Nela costa del Lazio ov’ella stassi,                           181

l’innamorato e desperato dio

molto non ha, con frettolosi passi

quinci a pregarla supplice sen gio,

o ch’almen per virtù d’erbe e di sassi

gli faccia il proprio mal porre in oblio,

o che, tornata ala sembianza antica,

render la voglia a’ suoi desiri amica. –

D’aver tanto travaglio invan perduto                         182

ala madre d’Amor forte rincrebbe

e del fiero pronostico temuto

l’infausto auspicio in lei sospetto accrebbe,

ma temendo che troppo oltre il devuto

tardi tornata a suo camin sarebbe,

per ritrovarsi ala gran festa a tempo

differì quell’affare a miglior tempo.

Impon che’l corso il più che può spedito                               183

volga a Citera al corridor guizzante,

ch’essendo posta insu l’estremo sito

del paese di Pelope a levante,

dal tempestoso e periglioso lito

di Sicilia non è molto distante.

Quegli ubbidisce e’n breve ecco ch’alfine

del bel loco le spiagge ha pur vicine.

Seben non pensò mai la dea d’Amore                                  184

di far per tante vie camintorto,

loda del mostro il dilettoso errore

poiché in men che non crede è giunta in porto

e con tanto paese in sì poche ore

l’arcipelago tutto ha scorso e scorto;

le Cicladi, le Sporadi e le rive

pelasghe, eolie ed attiche ed argive.

Per attuffarsi già nela marina                         185

l’auriga intanto lucido di Delo

precipitoso i corridori inchina

comorsi al’acqua e con le groppe al cielo.

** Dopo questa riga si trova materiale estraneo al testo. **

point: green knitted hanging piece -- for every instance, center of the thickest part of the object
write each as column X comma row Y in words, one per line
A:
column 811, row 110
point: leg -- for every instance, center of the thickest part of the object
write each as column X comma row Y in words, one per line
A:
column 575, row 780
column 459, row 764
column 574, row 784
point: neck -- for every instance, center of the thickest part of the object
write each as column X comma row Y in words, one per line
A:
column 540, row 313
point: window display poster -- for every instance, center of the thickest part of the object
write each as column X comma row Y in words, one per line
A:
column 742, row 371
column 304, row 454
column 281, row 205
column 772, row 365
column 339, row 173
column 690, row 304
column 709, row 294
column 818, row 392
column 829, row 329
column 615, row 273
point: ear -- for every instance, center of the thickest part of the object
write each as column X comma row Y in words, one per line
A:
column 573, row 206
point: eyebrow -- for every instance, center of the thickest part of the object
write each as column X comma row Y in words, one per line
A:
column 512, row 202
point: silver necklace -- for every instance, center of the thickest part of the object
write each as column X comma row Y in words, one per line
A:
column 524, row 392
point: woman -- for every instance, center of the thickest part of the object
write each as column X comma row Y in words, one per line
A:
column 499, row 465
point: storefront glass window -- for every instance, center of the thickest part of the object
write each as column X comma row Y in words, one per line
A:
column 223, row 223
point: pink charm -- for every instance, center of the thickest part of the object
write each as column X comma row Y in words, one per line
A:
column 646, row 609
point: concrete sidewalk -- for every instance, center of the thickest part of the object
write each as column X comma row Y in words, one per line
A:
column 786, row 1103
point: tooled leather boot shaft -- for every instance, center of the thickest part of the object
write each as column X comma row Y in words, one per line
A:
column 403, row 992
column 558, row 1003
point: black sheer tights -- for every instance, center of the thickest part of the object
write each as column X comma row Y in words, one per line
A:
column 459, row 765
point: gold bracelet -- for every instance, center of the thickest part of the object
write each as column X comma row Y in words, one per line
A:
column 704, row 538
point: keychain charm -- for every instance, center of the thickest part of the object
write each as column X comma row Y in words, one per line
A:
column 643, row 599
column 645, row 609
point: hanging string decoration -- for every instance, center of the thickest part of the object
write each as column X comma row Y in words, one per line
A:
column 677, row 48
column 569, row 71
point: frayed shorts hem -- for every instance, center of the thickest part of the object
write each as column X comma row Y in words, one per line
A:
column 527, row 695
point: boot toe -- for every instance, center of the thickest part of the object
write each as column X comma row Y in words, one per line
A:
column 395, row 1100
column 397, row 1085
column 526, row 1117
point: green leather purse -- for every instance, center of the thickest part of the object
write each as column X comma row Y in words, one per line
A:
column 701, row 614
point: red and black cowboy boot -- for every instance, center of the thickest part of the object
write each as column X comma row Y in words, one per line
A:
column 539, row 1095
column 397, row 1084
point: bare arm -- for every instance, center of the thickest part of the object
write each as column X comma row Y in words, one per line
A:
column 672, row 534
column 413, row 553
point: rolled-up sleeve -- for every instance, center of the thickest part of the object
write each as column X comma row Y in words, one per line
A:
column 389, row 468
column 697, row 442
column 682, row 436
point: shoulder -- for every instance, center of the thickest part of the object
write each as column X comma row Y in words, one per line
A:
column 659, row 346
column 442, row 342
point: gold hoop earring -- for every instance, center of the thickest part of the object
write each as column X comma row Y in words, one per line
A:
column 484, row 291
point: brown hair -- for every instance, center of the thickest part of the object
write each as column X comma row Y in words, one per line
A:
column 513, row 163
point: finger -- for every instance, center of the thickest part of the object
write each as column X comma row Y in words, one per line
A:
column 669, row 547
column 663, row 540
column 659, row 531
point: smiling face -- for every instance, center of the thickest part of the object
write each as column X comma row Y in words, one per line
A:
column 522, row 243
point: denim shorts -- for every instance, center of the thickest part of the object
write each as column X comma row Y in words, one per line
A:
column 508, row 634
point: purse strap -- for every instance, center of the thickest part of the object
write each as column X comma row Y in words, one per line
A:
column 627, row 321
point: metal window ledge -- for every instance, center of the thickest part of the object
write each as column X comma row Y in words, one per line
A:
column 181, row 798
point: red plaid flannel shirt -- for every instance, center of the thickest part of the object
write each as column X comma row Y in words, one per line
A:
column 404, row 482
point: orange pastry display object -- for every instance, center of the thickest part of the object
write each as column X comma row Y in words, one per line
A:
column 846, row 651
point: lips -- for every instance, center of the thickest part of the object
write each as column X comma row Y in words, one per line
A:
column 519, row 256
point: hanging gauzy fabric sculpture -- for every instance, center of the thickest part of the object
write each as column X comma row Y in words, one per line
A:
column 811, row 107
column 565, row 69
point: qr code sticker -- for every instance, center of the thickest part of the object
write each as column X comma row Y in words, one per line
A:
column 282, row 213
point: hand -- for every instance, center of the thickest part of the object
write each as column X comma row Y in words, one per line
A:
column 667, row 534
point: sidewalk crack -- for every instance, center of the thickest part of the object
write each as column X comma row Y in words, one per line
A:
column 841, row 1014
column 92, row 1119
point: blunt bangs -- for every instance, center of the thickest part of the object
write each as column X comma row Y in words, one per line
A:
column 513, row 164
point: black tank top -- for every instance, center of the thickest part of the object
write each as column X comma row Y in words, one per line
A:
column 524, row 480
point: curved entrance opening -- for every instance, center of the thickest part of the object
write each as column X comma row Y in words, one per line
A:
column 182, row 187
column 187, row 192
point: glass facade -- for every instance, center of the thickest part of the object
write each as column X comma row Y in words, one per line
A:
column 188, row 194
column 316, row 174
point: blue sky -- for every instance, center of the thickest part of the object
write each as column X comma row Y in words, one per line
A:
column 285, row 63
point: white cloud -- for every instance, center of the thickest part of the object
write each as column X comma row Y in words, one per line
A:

Vede stillar dal crin pioggia di brina,

dale nari sbuffar nebbia di gelo,

ma veder del bel carro altri non pote

più che l’estremità del’auree rote.

In quell’ora ch’apunto avea Giunone                         186

dele faci notturne il lume acceso,

venne in Citera a disgravar Tritone

il curvo dorso del suo nobil peso.

E poiché dela coda il padiglione

stanco in lunghi volumi ebbe disteso,

con verde giunco insu l’algose piume

sen gio del petto ad asciugar le spume.